“D’autres vies que la mienne” d’Emmanuel Carrère

Par Kornaline

Avec « D’autres vies que la mienne », Emmanuel Carrère nous offre un récit particulièrement original, couplé à de profondes réflexions. L’auteur, qui est le narrateur à la première personne, n’est pas au centre de son livre : il se place en simple observateur, ou plutôt en simple conteur de vies qui ne sont pas les siennes et qui sont pourtant comme un reflet à ses propres souffrances, son propre mal-être dont on sent qu’il réussira petit à petit à guérir, grâce au travail que représente ce récit.

Les vies ainsi narrées sont d’abord celles du Grand-père et des parents de Juliette, quatre ans, petite fille dont la vie a été fauchée par la vague meurtrière du Tsunami, à quelques mètres de l’endroit où l’auteur était en vacances avec sa compagne, Hélène.

Peu après leur retour en France, c’est la vie d’une autre Juliette qui sera volée, celle de la sœur d’Hélène qui succombe à un second cancer alors qu’elle avait emportée un premier combat contre la maladie, plusieurs années auparavant – combat qui l’avait privée de l’usage d’une jambe. La jeune femme avait pourtant très largement surpassé son handicap : elle avait fondé une famille unie et aimante avec son mari, Patrice, et leurs trois petites filles. Elle avait également embrassé une carrière de magistrate où elle avait rencontré Etienne, juge comme elle au tribunal d’instance de Vienne, et handicapé comme elle. Tous deux avaient mené une extraordinaire bataille contre le surendettement qui remplissait les salles de leur tribunal. Ils avaient œuvrés pour que les contrats de crédit trompeurs voir mensongers puissent être dénoncés. C’est avec une grande application et une grande minutie qu’Emmanuel Carrère nous relate ces débats juridiques qui tenaient une place si importante dans la vie de Juliette, tout comme Patrice et leurs enfants, dont il brosse également un tableau d’une honnêteté désarmante.
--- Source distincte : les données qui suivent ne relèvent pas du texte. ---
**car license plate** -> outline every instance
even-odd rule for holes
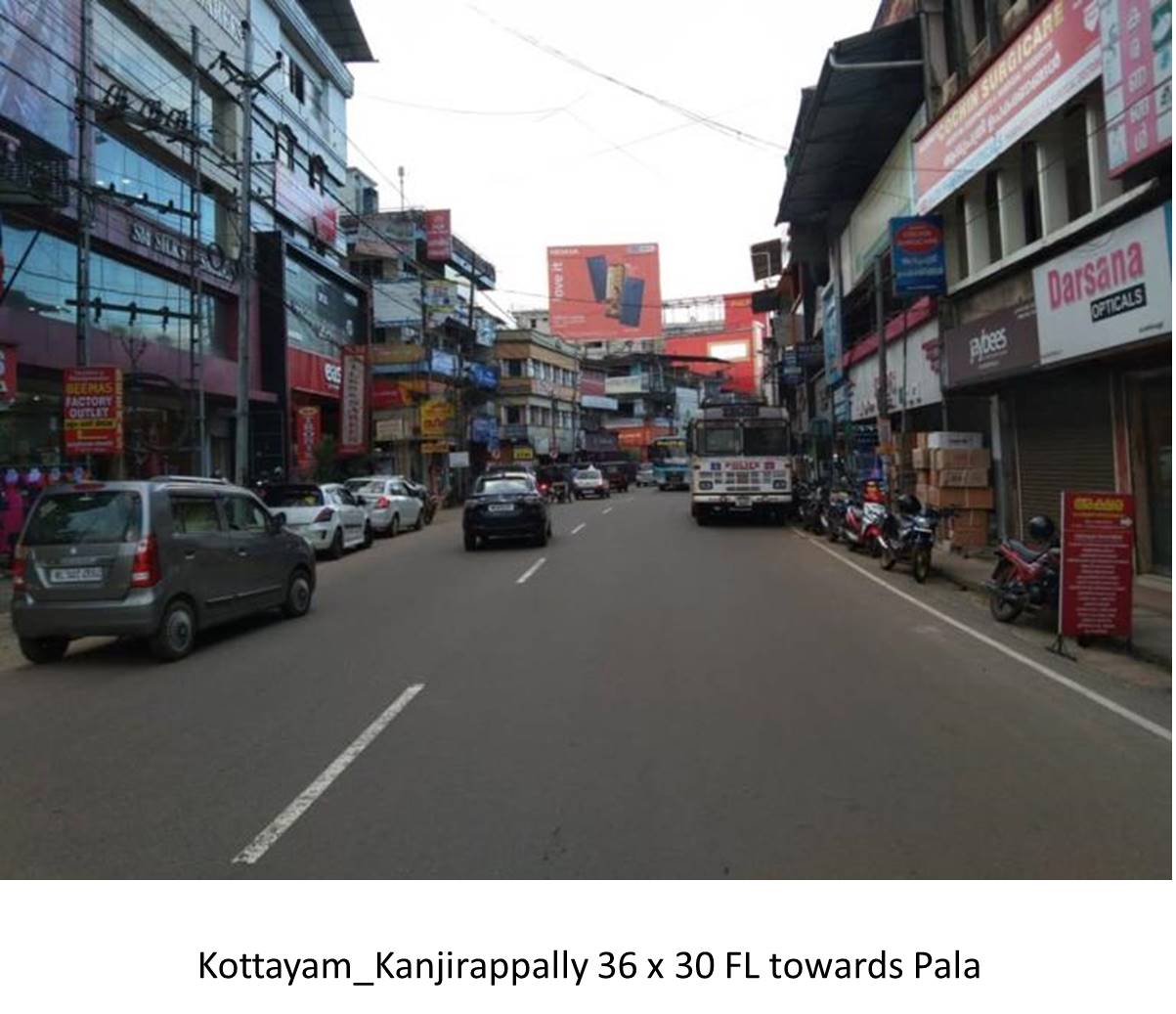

L’auteur témoigne ainsi de son désir profond de relater d’autres vies, le plus fidèlement possible. Il doit pour cela écouter les différents acteurs, s’ouvrir à eux et à leurs histoires. On comprend petit à petit que cette ouverture extraordinaire sur des destins somme toute ordinaires, sera pour lui comme une thérapie, un redoutable miroir sur son égocentrisme et ses difficultés.

Emmanuel Carrère nous livre ainsi une belle et profonde réflexion sur l’ouverture aux autres et sur la capacité au bonheur qui réside en chacun de nous, même si elle semble parfois difficile à trouver.